Buffer#
Single-Agent Buffer#
- class safepo.common.buffer.VectorizedOnPolicyBuffer(obs_space, act_space, size: int, gamma: float = 0.99, lam: float = 0.95, lam_c: float = 0.95, standardized_adv_r: bool = True, standardized_adv_c: bool = True, device: device = 'cpu', num_envs: int = 1)#
Bases:
object
A buffer for storing vectorized on-policy data for reinforcement learning.
- Parameters:
obs_space (gymnasium.Space) – The observation space.
act_space (gymnasium.Space) – The action space.
size (int) – The maximum size of the buffer.
gamma (float, optional) – The discount factor for rewards. Defaults to 0.99.
lam (float, optional) – The lambda parameter for GAE computation. Defaults to 0.95.

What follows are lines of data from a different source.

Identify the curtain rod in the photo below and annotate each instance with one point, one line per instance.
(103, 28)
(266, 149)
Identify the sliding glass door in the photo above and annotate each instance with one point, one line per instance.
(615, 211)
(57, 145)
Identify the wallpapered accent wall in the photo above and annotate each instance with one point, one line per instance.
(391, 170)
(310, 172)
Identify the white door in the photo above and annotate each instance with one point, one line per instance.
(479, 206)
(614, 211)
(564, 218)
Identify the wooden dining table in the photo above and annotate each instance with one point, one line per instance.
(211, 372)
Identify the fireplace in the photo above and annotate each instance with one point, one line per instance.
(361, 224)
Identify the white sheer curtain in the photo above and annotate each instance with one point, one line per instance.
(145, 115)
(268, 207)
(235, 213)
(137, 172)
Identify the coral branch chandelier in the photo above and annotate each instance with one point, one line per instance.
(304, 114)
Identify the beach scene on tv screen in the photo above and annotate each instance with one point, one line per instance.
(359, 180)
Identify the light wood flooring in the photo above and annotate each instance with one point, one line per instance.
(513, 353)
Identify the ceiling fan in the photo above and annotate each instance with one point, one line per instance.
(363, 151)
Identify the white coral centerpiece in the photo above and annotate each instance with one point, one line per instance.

lam_c (float, optional) – The lambda parameter for cost GAE computation. Defaults to 0.95.
standardized_adv_r (bool, optional) – Whether to standardize advantage rewards. Defaults to True.
standardized_adv_c (bool, optional) – Whether to standardize advantage costs. Defaults to True.

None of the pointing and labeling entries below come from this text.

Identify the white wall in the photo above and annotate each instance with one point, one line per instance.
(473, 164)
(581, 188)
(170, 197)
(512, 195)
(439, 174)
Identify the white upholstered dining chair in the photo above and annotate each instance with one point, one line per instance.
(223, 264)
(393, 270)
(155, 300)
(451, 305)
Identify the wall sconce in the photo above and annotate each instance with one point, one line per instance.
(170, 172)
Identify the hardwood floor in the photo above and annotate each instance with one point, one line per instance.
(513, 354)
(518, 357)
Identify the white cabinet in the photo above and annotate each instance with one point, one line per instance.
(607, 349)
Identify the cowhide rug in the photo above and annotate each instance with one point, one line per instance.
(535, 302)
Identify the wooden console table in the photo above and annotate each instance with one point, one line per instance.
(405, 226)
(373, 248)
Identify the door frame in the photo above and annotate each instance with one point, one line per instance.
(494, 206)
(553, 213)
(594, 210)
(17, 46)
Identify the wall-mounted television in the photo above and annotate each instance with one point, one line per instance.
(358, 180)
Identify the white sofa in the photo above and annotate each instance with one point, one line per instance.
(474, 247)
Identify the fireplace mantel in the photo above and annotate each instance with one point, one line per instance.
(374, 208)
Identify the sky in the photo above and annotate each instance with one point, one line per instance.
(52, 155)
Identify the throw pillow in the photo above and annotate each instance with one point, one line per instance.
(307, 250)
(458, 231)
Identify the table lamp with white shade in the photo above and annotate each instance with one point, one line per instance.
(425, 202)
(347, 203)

device (torch.device, optional) – The device to store tensors on. Defaults to “cpu”.
num_envs (int, optional) – The number of parallel environments. Defaults to 1.
- finish_path(last_value_r: torch.Tensor | None = None, last_value_c: torch.Tensor | None = None, idx: int = 0) None #
Finalize the trajectory path and compute advantages and value targets.
- Parameters:
last_value_r (torch.Tensor, optional) – The last value estimate for rewards. Defaults to None.
last_value_c (torch.Tensor, optional) – The last value estimate for costs. Defaults to None.
idx (int, optional) – Index of the environment. Defaults to 0.
- get() dict[str, torch.Tensor] #
Retrieve collected data from the buffer.
- Returns:
dict[str, torch.Tensor] – A dictionary containing collected data tensors.
- store(**data: Tensor) None #
Store vectorized data into the buffer.
- Parameters:
**data – Keyword arguments specifying data tensors to be stored.
Multi Agent Buffer#
- class safepo.common.buffer.SeparatedReplayBuffer(config, obs_space, share_obs_space, act_space)#
Bases:
object
Buffer for storing and managing data collected during training.
- Parameters:
config (dict) – Configuration parameters for the replay buffer.
obs_space – Observation space of the environment.
share_obs_space – Shared observation space of the environment (if applicable).
act_space – Action space of the environment.
- after_update()#
- chooseafter_update()#
- compute_cost_returns(next_cost, value_normalizer=None)#
- compute_returns(next_value, value_normalizer=None)#
Computes the discounted cumulative returns for each time step.
- Parameters:
next_value – Estimated value of the next time step.
value_normalizer – Normalizer for value predictions (optional).
Note
This method calculates the discounted cumulative returns (GAE or regular) for each time step, taking into account various buffer settings and optional value normalization.
- Returns:
None
- feed_forward_generator(advantages, num_mini_batch=None, mini_batch_size=None, cost_adv=None)#
- insert(share_obs, obs, rnn_states, rnn_states_critic, actions, action_log_probs, value_preds, rewards, masks, bad_masks=None, active_masks=None, available_actions=None, costs=None, cost_preds=None, rnn_states_cost=None, done_episodes_costs_aver=None, aver_episode_costs=0)#
Inserts data from a single time step into the replay buffer.
- Parameters:
share_obs – Shared observations for the time step.
obs – Observations for the time step.
rnn_states – RNN states for the main network.
rnn_states_critic – RNN states for the critic network.
actions – Actions taken at the time step.
action_log_probs – Log probabilities of the actions.
value_preds – Value predictions at the time step.
rewards – Rewards received at the time step.
masks – Masks indicating whether the episode is done.
bad_masks – Masks indicating bad episodes (optional).
active_masks – Masks indicating active episodes (optional).
available_actions – Available actions for discrete action spaces (optional).
costs – Costs associated with the time step (optional).
cost_preds – Cost predictions at the time step (optional).
rnn_states_cost – RNN states for cost prediction (optional).
done_episodes_costs_aver – Average costs of done episodes (optional).
aver_episode_costs – Average episode costs (optional).
Note
This method inserts data for a single time step into the replay buffer and updates the internal step counter.
- return_aver_insert(aver_episode_costs)#
- update_factor(factor)#